On a similar note, I'll take the AI medical advice any day of the week.
Had a buddy describe a difficult morning and I opened chatGPT to diagnose, it suggested he had a stroke. My buddy was not going to the hospital because its so expensive, but since chatGPT said it was a stroke, and his symptoms matched the stroke, he went to the hospital.
He had a stroke.
On a similar note, I am stable and don't need therapy, but I had a weird dream that I asked chatgpt about, and it was freaky how much it hit the spot. Similarly, I get feelings of dread when people say nice things about me, chatgpt explained why, I agreed. I was never going to pay for therapy, this gave me some insight and actually made me interested in therapy. (although, probably sticking with chatgpt for now)
> I was never going to pay for therapy, this gave me some insight and actually made me interested in therapy.
ChatGPT could never be as bad as most human therapists, at least if it tells lies they're believable and it won't try to insult, belittle, or infantalize you.
Medical usage is perhaps the single most interesting use of ChatGPT to me, the problem will be solving the liability issue should it get something wrong.

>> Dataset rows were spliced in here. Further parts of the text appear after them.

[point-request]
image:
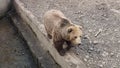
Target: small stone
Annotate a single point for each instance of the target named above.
(105, 54)
(87, 56)
(95, 42)
(85, 59)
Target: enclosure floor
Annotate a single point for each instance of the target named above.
(101, 25)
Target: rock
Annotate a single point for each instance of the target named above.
(4, 6)
(95, 42)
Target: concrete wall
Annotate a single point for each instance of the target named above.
(68, 61)
(4, 7)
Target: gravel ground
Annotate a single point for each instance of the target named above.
(100, 21)
(14, 52)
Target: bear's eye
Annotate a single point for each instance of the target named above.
(70, 30)
(75, 37)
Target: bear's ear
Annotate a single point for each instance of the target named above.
(80, 27)
(64, 22)
(70, 30)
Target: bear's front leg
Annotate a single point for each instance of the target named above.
(68, 45)
(59, 46)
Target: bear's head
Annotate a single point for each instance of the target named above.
(73, 34)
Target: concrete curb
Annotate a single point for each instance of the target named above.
(68, 61)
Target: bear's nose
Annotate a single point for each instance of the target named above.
(79, 44)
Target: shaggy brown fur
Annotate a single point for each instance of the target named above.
(61, 30)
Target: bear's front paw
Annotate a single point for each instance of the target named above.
(62, 52)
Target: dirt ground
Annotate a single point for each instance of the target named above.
(14, 52)
(101, 25)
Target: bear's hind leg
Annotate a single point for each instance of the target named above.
(68, 45)
(59, 47)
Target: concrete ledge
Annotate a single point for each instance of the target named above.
(68, 61)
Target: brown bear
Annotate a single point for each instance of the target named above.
(61, 29)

For simple things though? I can see a future where bots even prescribe medication. Why burden the healthcare system when you have a simple infection and all you need is a round of Amoxicillin?
And also, fast food is no that much worse than traditional food anyway. home-made stir fry will have worse calories than a McDonald's chicken burger. homemade pasta is going to be as fattening as any fast food meal. it's just macros in the end. it does not matter where you get them from.
Eh, 'fast food' has bled over into what you eat daily, hence your conflation of the two.
Your home made stir fry is likely using a bottle of some kind of sauce that is 30% sugar massively increasing its calories.
But conversely your home made stir fry, if using plenty of vegetables, is going to have a much larger amount of fiber than that white bread bun should should reduce your desire to snack.
I mean, you could say the same about drugs. I don't think people spend their money rationally, there is piss-poor folk spending money on booze and unhealthy diets.
It's questionable how true that is when it comes to human relationships, which is obviously what I was suggesting with the metaphor.
Many people have social issues or mental health issues that cause them to be alone and loneliness is an ever increasing problem due to all kinds of factors beyond one's control. Many people will see AI as better than nothing and get some of their social needs fulfilled via it...some already are.
I don't want to be crass, but likening it to a sex toy except for relationships seems pretty accurate to me. It's fulling a need that otherwise wouldn't be fulfilled.
Ignoring that I mean let's be real for a second, how is an AI fundamentally different than an internet friend you've never met or seen? The humanity of the other person? What if the AI behaves just like a real human would?
This analogy is not even wrong. Yes, if someone was suffering starvation I'd give them whatever food was available, but that is not a situation in which we find ourselves ever – it does not occur, nor does the analogous situation occur.
I absolutely does occur and we are an increasingly lonely society to the point it is a serious health concern. There are people with no meaningful social contact and for one reason or another the inability to get it.
What I said does not occur is finding oneself in a situation where someone is about to die and the only available food that can save their life is junk food.
In the analogous situation, someone is just about to die of loneliness and the only available loneliness-solver is chatbots – also something that does not occur.
Yes, in both of these highly improbable situations, saving the life comes above long term health considerations. But that is not a good point.
A person who is starving will do better with fast food than with no food at all.
It's far from ideal, but for some people this will make their lives marginally more tolerable.